Figures(5)  /  Tables(6)

Article Metrics

Article views(6879) PDF downloads(1218)

ARTICLE   Open Access    

Genetic diversity, population structure and core collection analysis of Hunan tea plant germplasm through genotyping-by-sequencing

Beverage Plant Research  2 Article number: 5  (2022)  |  Cite this article

Abstract: Tea is considered to be a well-known and widely consumed beverage and Hunan province is rich in tea plant germplasm. In order to better conserve and utilize Hunan tea plant resources, 110 tea accessions from seven geographical origins were used to assess genetic diversity of Hunan tea plant germplasm through genotyping by sequencing (GBS) technology. As a result, a total of 311,044 high-quality single nucleotide polymorphism (SNP) markers were obtained. Population structure, phylogenetic relationships and principal component analysis (PCA) divided the entire accessions into three groups. The genetic diversity and population differentiation analysis showed that the mean observed heterozygosity (Ho) ranged from 0.16 to 0.24, while the mean polymorphic information content (PIC) ranged from 0.14 to 0.17, and mean minor allele frequency (MAF) ranged from 0.11 to 0.14. Analysis of molecular variance (AMOVA) indicated that 81.38% of the total variance was derived from within populations, which suggested a rich genetic diversity in Hunan tea germplasms. Furthermore, a core tea germplasm set was developed, which was comprised of 22 tea plant accessions and maintained the whole genetic diversity of the entire collection. This work should be valuable for conservation and utilization of tea germplasm in Hunan.

    • Tea plant, Camellia sinensis, belonging to genus Camellia is one of the most popular and widely consumed beverages and important economic crops in the world, which contains nearly 700 bioactive compounds, including catechins, theanine, caffeine, and volatiles[14]. Tea plants originated in the Yunnan Guizhou Plateau of China and gradually spread to the east, southeast and east of China. Hunan is located in central China, a transitional zone of biodiversity from southwest to southeast and northeast, which created an excellent natural environment for broad genetic variations of tea plants in Hunan.

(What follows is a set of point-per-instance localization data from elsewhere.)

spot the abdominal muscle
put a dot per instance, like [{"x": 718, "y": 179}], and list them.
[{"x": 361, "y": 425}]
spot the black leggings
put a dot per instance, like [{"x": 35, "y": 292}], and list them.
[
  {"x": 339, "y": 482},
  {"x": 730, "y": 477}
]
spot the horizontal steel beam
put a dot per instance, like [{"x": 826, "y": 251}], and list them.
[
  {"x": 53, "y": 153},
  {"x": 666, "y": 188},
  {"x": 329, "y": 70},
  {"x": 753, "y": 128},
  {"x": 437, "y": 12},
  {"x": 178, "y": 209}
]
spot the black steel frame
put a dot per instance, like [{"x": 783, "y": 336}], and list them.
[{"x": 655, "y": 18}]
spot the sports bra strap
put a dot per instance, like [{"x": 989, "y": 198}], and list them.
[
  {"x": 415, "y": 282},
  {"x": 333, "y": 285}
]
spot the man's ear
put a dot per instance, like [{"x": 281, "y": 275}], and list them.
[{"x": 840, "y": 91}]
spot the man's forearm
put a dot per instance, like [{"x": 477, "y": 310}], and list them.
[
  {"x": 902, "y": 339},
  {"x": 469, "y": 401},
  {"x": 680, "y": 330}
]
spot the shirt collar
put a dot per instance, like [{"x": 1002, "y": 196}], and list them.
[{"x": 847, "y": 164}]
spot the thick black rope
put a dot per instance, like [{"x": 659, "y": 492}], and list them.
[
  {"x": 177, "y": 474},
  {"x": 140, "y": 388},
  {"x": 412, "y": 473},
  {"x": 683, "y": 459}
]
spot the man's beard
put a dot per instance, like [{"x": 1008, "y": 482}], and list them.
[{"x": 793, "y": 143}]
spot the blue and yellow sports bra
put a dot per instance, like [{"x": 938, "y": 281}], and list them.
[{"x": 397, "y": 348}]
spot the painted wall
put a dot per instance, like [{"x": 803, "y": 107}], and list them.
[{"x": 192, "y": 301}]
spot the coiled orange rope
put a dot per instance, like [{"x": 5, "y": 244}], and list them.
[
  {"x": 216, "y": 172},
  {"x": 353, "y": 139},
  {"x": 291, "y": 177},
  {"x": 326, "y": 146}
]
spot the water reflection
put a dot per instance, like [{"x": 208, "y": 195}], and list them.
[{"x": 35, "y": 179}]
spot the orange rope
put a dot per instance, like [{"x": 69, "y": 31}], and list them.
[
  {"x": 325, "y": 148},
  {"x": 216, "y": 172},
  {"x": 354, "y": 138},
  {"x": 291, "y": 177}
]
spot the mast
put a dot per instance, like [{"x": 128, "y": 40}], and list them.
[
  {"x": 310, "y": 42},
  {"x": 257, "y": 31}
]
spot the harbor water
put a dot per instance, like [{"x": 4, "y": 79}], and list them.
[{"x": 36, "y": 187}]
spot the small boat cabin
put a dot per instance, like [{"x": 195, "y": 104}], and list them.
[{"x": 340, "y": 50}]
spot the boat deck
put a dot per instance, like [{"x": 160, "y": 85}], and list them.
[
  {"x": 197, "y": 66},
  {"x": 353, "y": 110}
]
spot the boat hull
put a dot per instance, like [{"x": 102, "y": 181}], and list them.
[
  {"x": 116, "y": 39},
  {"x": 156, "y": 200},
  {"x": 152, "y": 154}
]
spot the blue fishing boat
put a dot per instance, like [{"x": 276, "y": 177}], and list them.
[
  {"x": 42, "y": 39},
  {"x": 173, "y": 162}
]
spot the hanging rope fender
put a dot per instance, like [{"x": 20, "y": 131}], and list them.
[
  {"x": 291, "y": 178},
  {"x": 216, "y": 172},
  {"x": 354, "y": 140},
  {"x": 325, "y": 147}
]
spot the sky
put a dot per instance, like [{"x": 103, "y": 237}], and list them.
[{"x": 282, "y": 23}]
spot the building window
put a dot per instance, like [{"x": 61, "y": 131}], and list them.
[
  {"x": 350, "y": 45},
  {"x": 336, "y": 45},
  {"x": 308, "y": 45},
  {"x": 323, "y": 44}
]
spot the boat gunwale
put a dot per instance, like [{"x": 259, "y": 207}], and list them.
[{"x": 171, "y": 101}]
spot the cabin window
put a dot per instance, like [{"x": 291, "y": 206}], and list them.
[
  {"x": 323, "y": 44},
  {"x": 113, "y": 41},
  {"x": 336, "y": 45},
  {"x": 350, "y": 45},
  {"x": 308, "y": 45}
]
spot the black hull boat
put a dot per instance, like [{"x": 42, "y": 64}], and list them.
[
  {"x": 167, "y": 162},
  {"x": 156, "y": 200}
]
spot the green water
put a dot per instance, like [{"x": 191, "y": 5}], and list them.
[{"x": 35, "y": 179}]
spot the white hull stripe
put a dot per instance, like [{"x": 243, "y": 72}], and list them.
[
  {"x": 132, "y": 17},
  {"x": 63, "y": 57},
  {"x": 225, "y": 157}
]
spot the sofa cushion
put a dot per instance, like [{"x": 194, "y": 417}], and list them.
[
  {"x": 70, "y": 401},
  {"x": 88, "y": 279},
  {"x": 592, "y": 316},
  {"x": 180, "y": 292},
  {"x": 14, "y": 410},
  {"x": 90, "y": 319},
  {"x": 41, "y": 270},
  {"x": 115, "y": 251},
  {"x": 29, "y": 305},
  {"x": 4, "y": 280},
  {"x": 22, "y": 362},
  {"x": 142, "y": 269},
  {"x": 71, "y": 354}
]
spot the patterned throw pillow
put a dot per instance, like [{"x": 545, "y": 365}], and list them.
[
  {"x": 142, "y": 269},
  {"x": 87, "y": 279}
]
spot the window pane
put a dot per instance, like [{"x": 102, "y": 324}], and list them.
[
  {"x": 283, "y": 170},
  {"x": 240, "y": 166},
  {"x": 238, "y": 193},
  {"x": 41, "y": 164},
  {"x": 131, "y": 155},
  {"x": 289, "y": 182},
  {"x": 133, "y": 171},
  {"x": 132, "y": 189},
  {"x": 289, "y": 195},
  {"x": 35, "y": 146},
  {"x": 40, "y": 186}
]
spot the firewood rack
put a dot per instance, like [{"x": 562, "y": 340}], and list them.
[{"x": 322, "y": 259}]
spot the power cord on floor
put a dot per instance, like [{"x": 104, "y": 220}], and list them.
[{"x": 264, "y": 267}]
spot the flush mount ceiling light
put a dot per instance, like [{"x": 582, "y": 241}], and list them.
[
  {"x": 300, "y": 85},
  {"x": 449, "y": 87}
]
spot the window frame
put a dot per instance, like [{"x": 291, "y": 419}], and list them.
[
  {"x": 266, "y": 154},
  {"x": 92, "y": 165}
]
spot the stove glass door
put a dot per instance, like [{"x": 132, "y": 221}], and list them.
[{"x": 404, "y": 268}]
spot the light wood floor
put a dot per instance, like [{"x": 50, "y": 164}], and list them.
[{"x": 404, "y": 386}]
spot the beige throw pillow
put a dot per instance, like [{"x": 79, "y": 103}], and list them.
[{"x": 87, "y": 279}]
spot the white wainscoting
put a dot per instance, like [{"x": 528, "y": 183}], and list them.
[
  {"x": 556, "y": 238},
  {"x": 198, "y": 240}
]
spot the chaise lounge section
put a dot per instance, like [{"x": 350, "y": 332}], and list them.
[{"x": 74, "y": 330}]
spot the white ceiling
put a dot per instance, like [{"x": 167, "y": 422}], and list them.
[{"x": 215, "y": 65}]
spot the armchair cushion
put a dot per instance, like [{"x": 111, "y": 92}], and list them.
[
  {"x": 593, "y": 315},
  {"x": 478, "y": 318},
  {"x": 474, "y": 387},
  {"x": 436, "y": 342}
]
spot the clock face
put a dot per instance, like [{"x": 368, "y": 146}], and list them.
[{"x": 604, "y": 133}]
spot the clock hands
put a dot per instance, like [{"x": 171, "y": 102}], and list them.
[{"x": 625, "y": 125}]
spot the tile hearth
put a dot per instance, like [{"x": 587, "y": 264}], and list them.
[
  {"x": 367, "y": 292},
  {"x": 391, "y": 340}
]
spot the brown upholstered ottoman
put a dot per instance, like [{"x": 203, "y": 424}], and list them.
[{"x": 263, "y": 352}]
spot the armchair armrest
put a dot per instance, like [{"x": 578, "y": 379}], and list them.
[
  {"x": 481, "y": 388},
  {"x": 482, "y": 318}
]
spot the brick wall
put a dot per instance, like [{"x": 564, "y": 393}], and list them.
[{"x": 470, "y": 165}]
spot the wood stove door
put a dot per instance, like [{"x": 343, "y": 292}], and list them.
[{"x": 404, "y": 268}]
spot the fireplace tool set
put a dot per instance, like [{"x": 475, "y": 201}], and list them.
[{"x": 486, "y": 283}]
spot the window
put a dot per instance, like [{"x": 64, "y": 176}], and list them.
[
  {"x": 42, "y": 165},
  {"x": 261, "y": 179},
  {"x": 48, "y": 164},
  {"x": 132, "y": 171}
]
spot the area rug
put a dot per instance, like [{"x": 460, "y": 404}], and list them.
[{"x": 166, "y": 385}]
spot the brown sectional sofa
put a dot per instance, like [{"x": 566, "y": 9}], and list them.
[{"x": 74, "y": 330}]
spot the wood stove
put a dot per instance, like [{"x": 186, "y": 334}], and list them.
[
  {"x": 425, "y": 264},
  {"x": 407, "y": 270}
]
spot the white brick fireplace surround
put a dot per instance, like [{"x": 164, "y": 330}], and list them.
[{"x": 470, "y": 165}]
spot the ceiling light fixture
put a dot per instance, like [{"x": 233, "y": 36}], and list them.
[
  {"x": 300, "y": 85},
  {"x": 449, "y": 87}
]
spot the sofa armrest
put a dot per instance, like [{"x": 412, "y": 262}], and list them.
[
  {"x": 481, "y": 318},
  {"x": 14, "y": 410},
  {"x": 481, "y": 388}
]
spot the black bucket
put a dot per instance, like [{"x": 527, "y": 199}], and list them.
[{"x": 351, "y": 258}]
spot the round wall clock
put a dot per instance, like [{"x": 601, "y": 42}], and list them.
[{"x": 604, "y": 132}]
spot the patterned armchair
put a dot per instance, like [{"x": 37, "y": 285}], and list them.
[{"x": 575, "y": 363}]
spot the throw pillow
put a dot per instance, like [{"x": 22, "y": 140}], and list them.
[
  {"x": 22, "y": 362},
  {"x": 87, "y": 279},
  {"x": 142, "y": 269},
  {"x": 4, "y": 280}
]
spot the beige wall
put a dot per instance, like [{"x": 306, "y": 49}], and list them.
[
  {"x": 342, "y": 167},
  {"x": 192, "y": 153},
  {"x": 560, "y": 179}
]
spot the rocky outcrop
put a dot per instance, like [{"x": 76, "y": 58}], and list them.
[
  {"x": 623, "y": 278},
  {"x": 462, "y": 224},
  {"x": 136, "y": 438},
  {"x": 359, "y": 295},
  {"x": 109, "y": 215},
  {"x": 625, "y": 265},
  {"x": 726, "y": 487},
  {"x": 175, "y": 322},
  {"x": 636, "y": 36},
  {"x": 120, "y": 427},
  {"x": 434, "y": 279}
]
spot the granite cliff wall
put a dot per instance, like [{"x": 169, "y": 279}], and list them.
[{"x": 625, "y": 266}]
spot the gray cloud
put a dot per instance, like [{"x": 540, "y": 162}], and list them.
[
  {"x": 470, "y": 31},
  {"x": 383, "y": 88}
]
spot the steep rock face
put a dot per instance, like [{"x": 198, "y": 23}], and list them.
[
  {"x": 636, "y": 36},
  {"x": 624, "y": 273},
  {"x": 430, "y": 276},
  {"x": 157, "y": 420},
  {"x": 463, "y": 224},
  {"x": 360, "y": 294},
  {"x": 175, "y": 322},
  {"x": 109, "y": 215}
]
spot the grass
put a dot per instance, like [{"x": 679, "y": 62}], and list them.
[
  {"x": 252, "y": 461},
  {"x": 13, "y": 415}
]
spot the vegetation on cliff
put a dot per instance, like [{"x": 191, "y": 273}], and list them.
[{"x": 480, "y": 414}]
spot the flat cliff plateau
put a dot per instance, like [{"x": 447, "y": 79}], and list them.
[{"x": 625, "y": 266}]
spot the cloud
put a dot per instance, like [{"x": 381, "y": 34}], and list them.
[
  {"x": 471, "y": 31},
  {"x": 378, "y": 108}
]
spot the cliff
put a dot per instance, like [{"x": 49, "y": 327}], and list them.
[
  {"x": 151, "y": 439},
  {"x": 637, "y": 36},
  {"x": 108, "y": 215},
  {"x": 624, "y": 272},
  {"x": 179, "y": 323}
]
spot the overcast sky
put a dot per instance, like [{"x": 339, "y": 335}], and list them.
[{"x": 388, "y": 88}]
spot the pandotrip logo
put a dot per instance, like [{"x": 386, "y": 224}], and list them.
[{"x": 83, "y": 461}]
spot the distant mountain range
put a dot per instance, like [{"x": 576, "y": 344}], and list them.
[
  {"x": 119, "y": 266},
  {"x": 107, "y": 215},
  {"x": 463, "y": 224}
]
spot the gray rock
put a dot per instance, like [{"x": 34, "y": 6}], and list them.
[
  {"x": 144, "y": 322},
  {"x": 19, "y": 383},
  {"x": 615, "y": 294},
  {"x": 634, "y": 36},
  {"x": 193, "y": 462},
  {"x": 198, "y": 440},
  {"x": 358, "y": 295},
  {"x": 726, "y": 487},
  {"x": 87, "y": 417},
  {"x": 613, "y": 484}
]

      Plant genetic resources have been known as one of the most important natural resources, and they have become a significant research topic. As a result, major advances have been made in the field. Gene banks are associated with the maintenance of germplasm and genetic diversity. In recent years, the conservation of plant genetic resources has attracted immense attention. Aimed at developing effective and efficient conservation practices for plant genetic resources, understanding the genetic diversity between and within the population is important[57]. Analysis of genetic diversity and a populations genetic structure is significant to verify domestication events and genetic relationships of tea plants. In the past, molecular markers, including restriction fragment length polymorphism (RFLP), amplified fragment length polymorphism (AFLP), random amplified polymorphic DNA (RAPD), inter-simple sequence repeat (ISSR) and simple sequence repeats (SSR) have been effectively used to assess the genetic diversity of tea resources in Hunan, and this analysis showed that Hunan origined tea plant germplasm could be categorized into five subpopulations, these being: 'Rucheng Baimaocha'[8], 'Chengbu Dongcha'[9], 'Huangjincha'[10,11], 'Jianghua Kucha'[1214] and 'Anhua Yuntaishancha'[15]. With the development of high-throughput sequencing technologies, GBS has been successfully applied into germplasm diversity analysis, and it provides accurate results independently of the target species or population. Due to the characteristics of simple operation, high cost performance and good stability, GBS technology has become a hot spot in the research of genetic relationships, genetic diversity and genetic evolution[16]. Recently, GBS has been applied in the origin and evolution of many crops, such as cucumber[17], pear[18], wheat[19], and so on. In the present study, the population structure, genetic diversity and core collection of 110 tea accessions from Hunan (including 15 Yunnan origin cultivars as control) were analyzed by GBS. Our findings will provide a valuable resource for further understanding the genetic composition and genetic relationship of tea resources in Hunan, which will provide scientific reference for protection and utilization of Hunan tea plants.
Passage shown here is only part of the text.